Jumat, 29 Oktober 2010

Tiga Pesan Untuk Kau Mengerti

1# Baiklah, aku berhenti mencintaimu. Kuakhiri awal dahulu dengan sebuah awal baru yang denganku pernah kau akhiri lebih dulu.

2# Kau pikir aku tak bisa?! Bahkan aku akan membencimu.
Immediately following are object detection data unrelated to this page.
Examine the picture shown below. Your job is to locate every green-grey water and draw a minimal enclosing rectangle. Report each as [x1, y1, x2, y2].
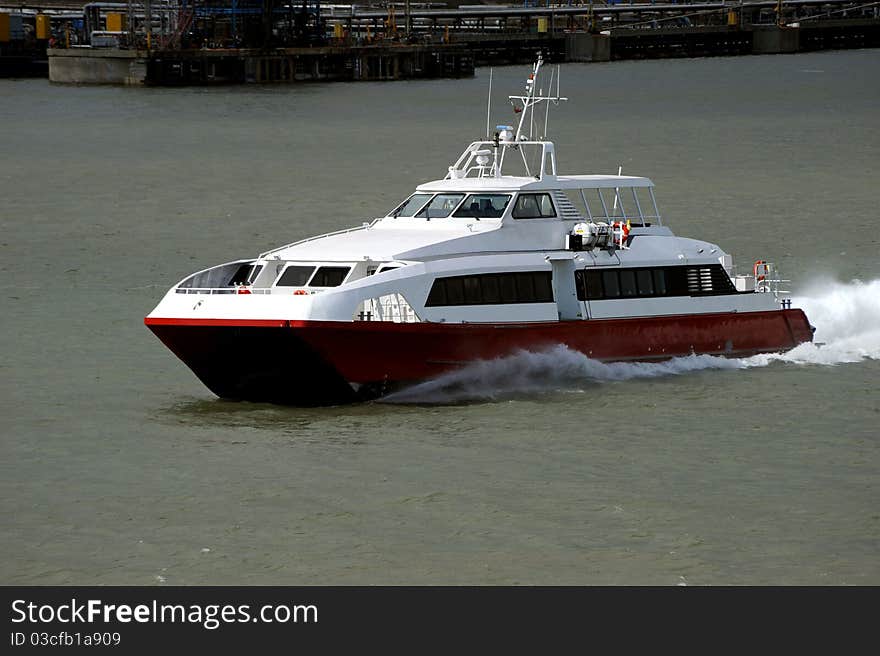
[0, 50, 880, 585]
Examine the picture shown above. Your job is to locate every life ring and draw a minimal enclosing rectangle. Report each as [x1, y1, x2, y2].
[611, 221, 629, 247]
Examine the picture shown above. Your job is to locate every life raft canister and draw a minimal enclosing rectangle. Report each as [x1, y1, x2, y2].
[754, 260, 767, 282]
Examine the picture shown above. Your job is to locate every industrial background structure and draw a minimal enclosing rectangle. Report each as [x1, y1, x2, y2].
[0, 0, 880, 85]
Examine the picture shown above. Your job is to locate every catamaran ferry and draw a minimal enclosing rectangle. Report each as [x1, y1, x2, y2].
[144, 57, 812, 405]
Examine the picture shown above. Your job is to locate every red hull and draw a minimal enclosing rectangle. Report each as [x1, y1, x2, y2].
[144, 310, 812, 404]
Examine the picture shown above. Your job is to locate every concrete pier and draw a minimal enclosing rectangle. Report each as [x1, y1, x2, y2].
[565, 32, 611, 62]
[47, 48, 147, 85]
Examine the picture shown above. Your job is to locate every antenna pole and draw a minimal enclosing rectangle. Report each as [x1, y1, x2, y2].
[486, 68, 492, 139]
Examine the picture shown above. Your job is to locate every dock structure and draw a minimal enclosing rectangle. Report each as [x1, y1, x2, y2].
[6, 0, 880, 85]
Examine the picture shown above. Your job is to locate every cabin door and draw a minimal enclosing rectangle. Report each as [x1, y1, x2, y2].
[550, 256, 587, 321]
[578, 250, 620, 319]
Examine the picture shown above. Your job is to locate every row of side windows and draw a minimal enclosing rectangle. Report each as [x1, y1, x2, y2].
[425, 271, 553, 307]
[574, 264, 737, 301]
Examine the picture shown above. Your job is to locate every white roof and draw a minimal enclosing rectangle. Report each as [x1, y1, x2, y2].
[263, 218, 484, 262]
[416, 175, 654, 193]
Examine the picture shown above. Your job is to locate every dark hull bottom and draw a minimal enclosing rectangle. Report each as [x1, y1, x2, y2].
[145, 310, 812, 405]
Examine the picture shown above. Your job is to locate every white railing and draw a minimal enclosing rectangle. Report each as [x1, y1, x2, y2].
[354, 294, 421, 323]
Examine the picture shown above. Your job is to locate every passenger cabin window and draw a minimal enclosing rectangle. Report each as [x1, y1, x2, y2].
[389, 194, 431, 217]
[275, 265, 315, 287]
[227, 264, 263, 287]
[452, 194, 510, 219]
[513, 194, 556, 219]
[574, 264, 737, 301]
[425, 271, 553, 307]
[309, 267, 351, 287]
[416, 194, 464, 219]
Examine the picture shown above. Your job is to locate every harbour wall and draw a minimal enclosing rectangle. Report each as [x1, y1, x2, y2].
[48, 19, 880, 86]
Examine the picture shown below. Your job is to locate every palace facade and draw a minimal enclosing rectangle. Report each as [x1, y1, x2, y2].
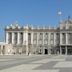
[0, 18, 72, 55]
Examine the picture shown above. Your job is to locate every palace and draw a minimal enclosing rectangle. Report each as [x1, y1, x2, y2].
[0, 18, 72, 55]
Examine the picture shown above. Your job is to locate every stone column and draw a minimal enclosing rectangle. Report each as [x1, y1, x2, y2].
[60, 46, 62, 55]
[60, 33, 62, 45]
[12, 32, 15, 44]
[23, 32, 25, 45]
[48, 48, 51, 55]
[48, 33, 51, 55]
[17, 32, 20, 44]
[54, 33, 56, 46]
[26, 45, 29, 55]
[66, 33, 68, 45]
[6, 32, 9, 44]
[65, 46, 67, 55]
[42, 33, 45, 54]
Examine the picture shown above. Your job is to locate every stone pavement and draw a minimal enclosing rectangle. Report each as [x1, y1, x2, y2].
[0, 55, 72, 72]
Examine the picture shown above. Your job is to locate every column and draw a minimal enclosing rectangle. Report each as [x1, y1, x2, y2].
[1, 45, 3, 55]
[12, 32, 15, 44]
[48, 48, 51, 55]
[66, 33, 68, 45]
[65, 46, 67, 55]
[17, 32, 20, 44]
[54, 33, 56, 46]
[26, 45, 29, 55]
[60, 33, 62, 45]
[6, 32, 9, 44]
[48, 33, 51, 55]
[23, 32, 25, 45]
[42, 33, 45, 54]
[60, 46, 62, 55]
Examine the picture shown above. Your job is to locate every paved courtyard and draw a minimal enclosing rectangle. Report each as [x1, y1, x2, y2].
[0, 55, 72, 72]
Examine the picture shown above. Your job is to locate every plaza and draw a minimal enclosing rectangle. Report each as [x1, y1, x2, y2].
[0, 55, 72, 72]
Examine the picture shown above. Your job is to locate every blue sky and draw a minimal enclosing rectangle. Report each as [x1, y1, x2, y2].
[0, 0, 72, 41]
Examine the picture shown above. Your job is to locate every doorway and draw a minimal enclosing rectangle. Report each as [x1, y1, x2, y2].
[45, 49, 48, 54]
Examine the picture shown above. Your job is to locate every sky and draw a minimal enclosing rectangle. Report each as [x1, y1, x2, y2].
[0, 0, 72, 41]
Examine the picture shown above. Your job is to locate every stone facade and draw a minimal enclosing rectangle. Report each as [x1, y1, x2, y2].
[2, 18, 72, 55]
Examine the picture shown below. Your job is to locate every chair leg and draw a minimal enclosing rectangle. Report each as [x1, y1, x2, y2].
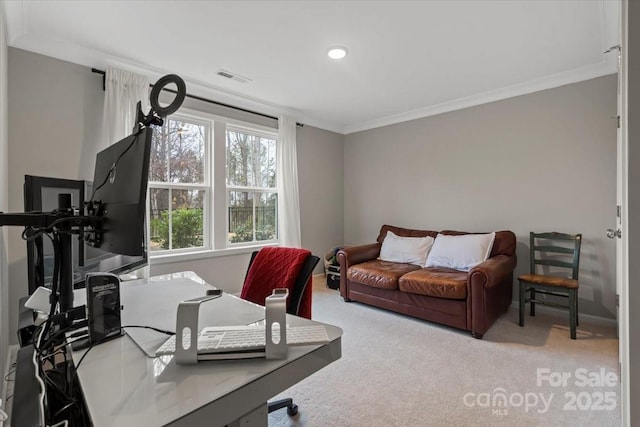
[576, 289, 580, 326]
[529, 286, 536, 316]
[267, 398, 298, 417]
[569, 289, 578, 340]
[518, 280, 527, 326]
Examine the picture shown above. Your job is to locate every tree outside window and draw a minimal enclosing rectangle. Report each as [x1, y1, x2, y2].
[226, 127, 278, 243]
[149, 117, 210, 251]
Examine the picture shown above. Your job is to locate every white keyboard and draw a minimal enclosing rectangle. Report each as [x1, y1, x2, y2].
[156, 325, 329, 356]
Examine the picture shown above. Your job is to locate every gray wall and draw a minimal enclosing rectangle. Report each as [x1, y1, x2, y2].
[0, 6, 10, 392]
[344, 75, 617, 318]
[6, 48, 104, 341]
[8, 48, 343, 340]
[622, 1, 640, 426]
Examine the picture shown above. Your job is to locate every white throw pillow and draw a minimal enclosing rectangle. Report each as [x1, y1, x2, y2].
[380, 231, 435, 267]
[425, 233, 496, 271]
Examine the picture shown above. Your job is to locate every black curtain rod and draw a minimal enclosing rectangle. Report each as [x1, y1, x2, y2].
[91, 68, 304, 127]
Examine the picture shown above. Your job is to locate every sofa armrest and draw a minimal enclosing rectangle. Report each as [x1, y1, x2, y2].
[469, 255, 516, 292]
[337, 243, 381, 271]
[337, 243, 382, 301]
[467, 254, 517, 337]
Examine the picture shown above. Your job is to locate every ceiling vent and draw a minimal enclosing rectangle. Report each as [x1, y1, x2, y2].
[216, 68, 251, 83]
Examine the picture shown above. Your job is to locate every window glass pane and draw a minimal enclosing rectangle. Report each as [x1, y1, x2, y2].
[167, 120, 206, 184]
[228, 191, 278, 243]
[149, 188, 170, 251]
[255, 193, 278, 241]
[229, 191, 253, 243]
[171, 190, 205, 249]
[227, 130, 276, 188]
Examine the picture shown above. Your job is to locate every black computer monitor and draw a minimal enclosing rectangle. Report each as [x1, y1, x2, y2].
[24, 128, 151, 294]
[88, 127, 153, 256]
[24, 175, 86, 294]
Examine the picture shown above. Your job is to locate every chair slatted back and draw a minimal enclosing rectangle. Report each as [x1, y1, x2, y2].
[529, 232, 582, 280]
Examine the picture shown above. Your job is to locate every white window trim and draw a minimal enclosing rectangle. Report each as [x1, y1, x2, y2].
[147, 109, 215, 254]
[149, 108, 280, 265]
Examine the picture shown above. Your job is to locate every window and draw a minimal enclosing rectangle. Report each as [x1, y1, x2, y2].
[226, 127, 278, 243]
[149, 112, 278, 254]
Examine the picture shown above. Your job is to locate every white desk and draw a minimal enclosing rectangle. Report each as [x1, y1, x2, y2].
[73, 272, 342, 427]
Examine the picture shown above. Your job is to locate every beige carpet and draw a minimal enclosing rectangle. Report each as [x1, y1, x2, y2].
[269, 278, 620, 427]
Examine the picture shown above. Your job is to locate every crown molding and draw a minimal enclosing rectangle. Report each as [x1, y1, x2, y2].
[343, 60, 617, 135]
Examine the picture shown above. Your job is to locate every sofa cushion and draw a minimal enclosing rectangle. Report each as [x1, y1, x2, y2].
[347, 259, 420, 289]
[425, 233, 496, 271]
[377, 224, 438, 243]
[380, 231, 434, 267]
[398, 268, 468, 299]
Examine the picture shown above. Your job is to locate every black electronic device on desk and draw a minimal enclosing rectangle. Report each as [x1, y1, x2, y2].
[0, 75, 186, 426]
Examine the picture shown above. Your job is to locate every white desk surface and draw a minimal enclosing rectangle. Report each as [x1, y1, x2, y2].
[73, 272, 342, 427]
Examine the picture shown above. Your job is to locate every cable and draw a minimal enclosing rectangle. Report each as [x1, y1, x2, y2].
[33, 331, 46, 426]
[87, 129, 142, 203]
[120, 325, 176, 335]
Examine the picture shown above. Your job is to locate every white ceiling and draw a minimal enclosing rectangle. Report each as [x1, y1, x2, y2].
[4, 0, 620, 133]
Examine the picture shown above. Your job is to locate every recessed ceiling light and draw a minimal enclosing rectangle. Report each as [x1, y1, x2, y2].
[327, 46, 347, 59]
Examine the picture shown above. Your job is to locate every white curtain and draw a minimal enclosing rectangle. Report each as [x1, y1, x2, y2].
[277, 116, 302, 248]
[98, 67, 149, 151]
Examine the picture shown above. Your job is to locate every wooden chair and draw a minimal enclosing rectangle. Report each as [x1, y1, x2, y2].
[518, 232, 582, 339]
[240, 247, 320, 416]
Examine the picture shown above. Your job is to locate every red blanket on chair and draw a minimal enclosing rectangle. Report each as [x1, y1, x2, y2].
[240, 247, 312, 319]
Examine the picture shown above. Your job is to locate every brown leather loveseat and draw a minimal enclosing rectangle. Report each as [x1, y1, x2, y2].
[338, 225, 516, 338]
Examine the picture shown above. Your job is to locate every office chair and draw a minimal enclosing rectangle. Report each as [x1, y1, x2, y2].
[518, 232, 582, 340]
[240, 246, 320, 416]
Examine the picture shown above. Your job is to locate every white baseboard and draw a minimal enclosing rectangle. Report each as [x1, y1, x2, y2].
[0, 344, 20, 427]
[509, 301, 618, 326]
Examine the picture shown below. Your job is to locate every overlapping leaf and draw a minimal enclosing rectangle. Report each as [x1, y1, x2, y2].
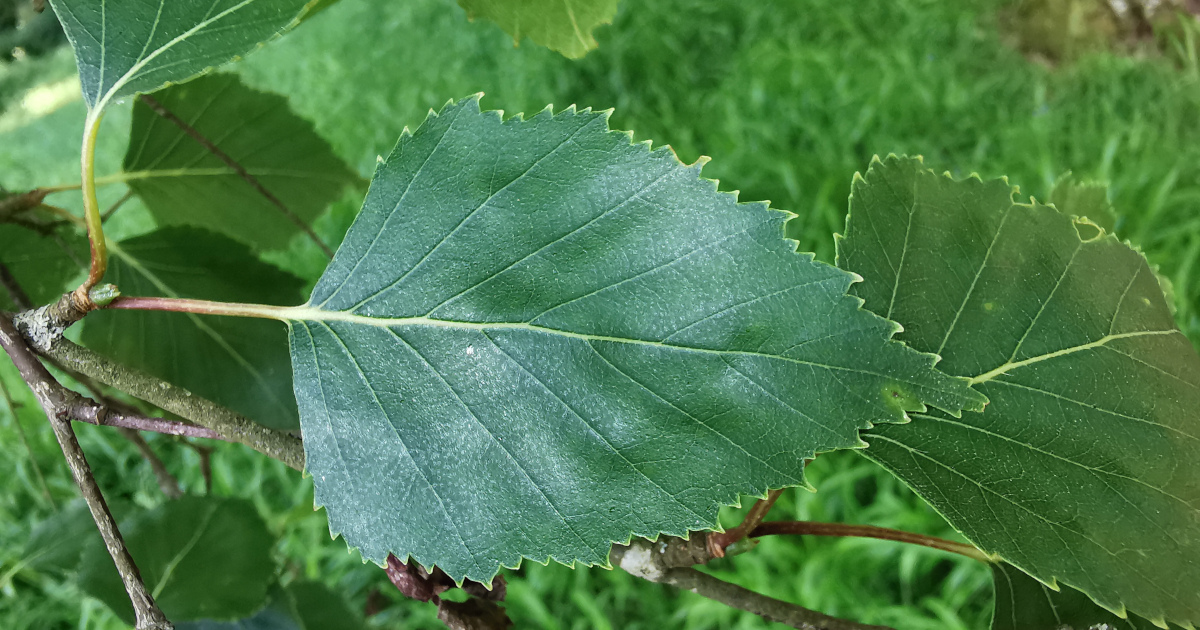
[292, 100, 983, 581]
[991, 563, 1178, 630]
[1050, 173, 1117, 234]
[50, 0, 307, 112]
[175, 581, 365, 630]
[83, 228, 302, 428]
[125, 74, 359, 250]
[458, 0, 617, 59]
[839, 157, 1200, 624]
[79, 497, 275, 624]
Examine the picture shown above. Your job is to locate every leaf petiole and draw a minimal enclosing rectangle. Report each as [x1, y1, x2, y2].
[76, 109, 108, 304]
[106, 298, 295, 322]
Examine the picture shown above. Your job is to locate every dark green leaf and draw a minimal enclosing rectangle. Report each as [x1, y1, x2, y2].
[82, 228, 302, 428]
[0, 223, 88, 311]
[125, 74, 359, 250]
[280, 581, 364, 630]
[289, 100, 983, 582]
[458, 0, 617, 59]
[79, 497, 275, 623]
[50, 0, 307, 112]
[991, 563, 1177, 630]
[839, 157, 1200, 624]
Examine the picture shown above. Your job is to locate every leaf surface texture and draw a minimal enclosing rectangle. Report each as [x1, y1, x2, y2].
[838, 157, 1200, 624]
[290, 100, 983, 581]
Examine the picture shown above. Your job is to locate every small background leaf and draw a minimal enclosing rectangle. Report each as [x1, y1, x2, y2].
[838, 157, 1200, 624]
[50, 0, 306, 110]
[175, 581, 366, 630]
[124, 74, 360, 250]
[292, 100, 983, 582]
[79, 497, 275, 624]
[82, 227, 302, 428]
[458, 0, 617, 59]
[0, 223, 88, 311]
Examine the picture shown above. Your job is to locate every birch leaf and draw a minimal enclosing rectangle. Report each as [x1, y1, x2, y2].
[458, 0, 617, 59]
[283, 98, 983, 582]
[838, 157, 1200, 625]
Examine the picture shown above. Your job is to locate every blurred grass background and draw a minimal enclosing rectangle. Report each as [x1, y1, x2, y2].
[0, 0, 1200, 630]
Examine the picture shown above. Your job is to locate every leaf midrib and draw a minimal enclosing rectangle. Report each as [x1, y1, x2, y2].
[280, 306, 917, 385]
[92, 0, 258, 113]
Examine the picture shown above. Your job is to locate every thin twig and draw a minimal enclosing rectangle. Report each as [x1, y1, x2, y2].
[32, 337, 304, 470]
[708, 490, 784, 558]
[750, 521, 992, 563]
[0, 316, 174, 630]
[0, 380, 58, 508]
[138, 94, 334, 258]
[119, 428, 184, 499]
[611, 536, 889, 630]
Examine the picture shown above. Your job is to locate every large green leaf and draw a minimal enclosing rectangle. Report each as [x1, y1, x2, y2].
[838, 157, 1200, 624]
[50, 0, 307, 112]
[0, 223, 88, 311]
[458, 0, 617, 59]
[82, 228, 302, 428]
[125, 74, 359, 248]
[289, 100, 983, 582]
[78, 497, 275, 624]
[991, 563, 1176, 630]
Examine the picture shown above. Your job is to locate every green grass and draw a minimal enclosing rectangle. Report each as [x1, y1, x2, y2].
[0, 0, 1200, 630]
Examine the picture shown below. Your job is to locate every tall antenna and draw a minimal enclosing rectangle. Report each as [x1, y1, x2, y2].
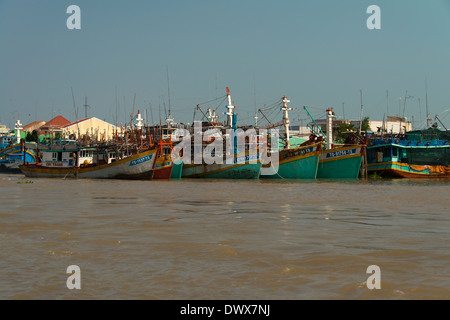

Membencimu itu mudah, aku hanya perlu mencintai diriku sendiri.

3# Dan kini aku akan mulai membencimu, tak akan terhenti walau kau akhirnya lelah mencintai dirimu sendiri.

4# Dengan seluruh penuh hatiku, sepenuh luruh jiwaku, hingga tak ada setitik detikpun kosong tersisa.

5# Mencintaimu tanpa sedikitpun pedulimu bagaikan setiap hari turun dari gunung memasukkan asam ke lautan untuk membuatnya berasa masam.

6# Sungguh, aku mulai merasa percuma mencintaimu dengan cuma-cuma. Aku muak mencintaimu sedang kau hanya mengelak dari itu.

7# Aku bosan mencintaimu dengan terlalu sedang kau akhirnya hanya berlalu. Cintai juga aku lebih dari aku yang mencintaimu berlebih.

8# Begitu bila aku memang harus mencintaimu. Tak ada cara lain, tak bisa sedikitpun kau tawar meski kau akan mampu membuat air laut tawar.

9# Terlambat bila kini kau berubah pikiran walau kupikir cinta tak perlu dipikirkan. Tidak lagi aku akan berpikir untuk mencintaimu tanpa pikir.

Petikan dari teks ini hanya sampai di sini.